(Reuters) - The Kremlin said on Wednesday that Poland's decision to rename the Russian city of Kaliningrad in its official documents was a "hostile act", as bilateral ties continue to fray over the war in Ukraine.
Kaliningrad was known by the German name of Koenigsberg until after World War II, when it was annexed by the Soviet Union and renamed to honour Soviet politician Mikhail Kalinin.
Warsaw said on Tuesday that Kalinin's connection to the 1940 Katyn massacre - when thousands of Polish military officers were executed by Soviet forces - had negative connotations and that the city should now be referred to as Krolewiec, its name when it was ruled by the Kingdom of Poland in the 15th and 16th centuries.
"The current Russian name of this city is an artificial baptism unrelated to either the city or the region," Poland's committee on geographical standardisation said.
Kremlin spokesman Dmitry Peskov said the decision "bordered on madness".
"We know that throughout history Poland has slipped from time to time into this madness of hatred towards Russians," he told a daily news briefing.

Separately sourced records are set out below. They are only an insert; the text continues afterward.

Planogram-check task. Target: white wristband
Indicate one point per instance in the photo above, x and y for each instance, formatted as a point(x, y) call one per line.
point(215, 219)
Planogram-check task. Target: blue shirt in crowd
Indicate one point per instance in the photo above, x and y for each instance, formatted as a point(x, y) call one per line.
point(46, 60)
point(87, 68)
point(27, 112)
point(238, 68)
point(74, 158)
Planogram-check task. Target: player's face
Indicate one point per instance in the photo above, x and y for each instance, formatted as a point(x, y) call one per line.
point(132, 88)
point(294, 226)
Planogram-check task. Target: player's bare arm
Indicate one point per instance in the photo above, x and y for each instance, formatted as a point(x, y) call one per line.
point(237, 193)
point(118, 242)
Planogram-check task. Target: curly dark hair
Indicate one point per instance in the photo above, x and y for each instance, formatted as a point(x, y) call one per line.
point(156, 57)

Relations between Poland and Russia have historically often been very strained, including during and after World War Two.
Moscow says it liberated Poland when its forces drove out Nazi German forces at the end of the war. Most Poles believe the Soviet Union replaced Nazi occupation with another form of repression.
More recently, Poland, a member of the NATO military alliance, has strongly backed Ukraine after Russia's invasion on Feb. 24, 2022, and has stepped up the demolition of memorials to fallen Soviet troops across the country.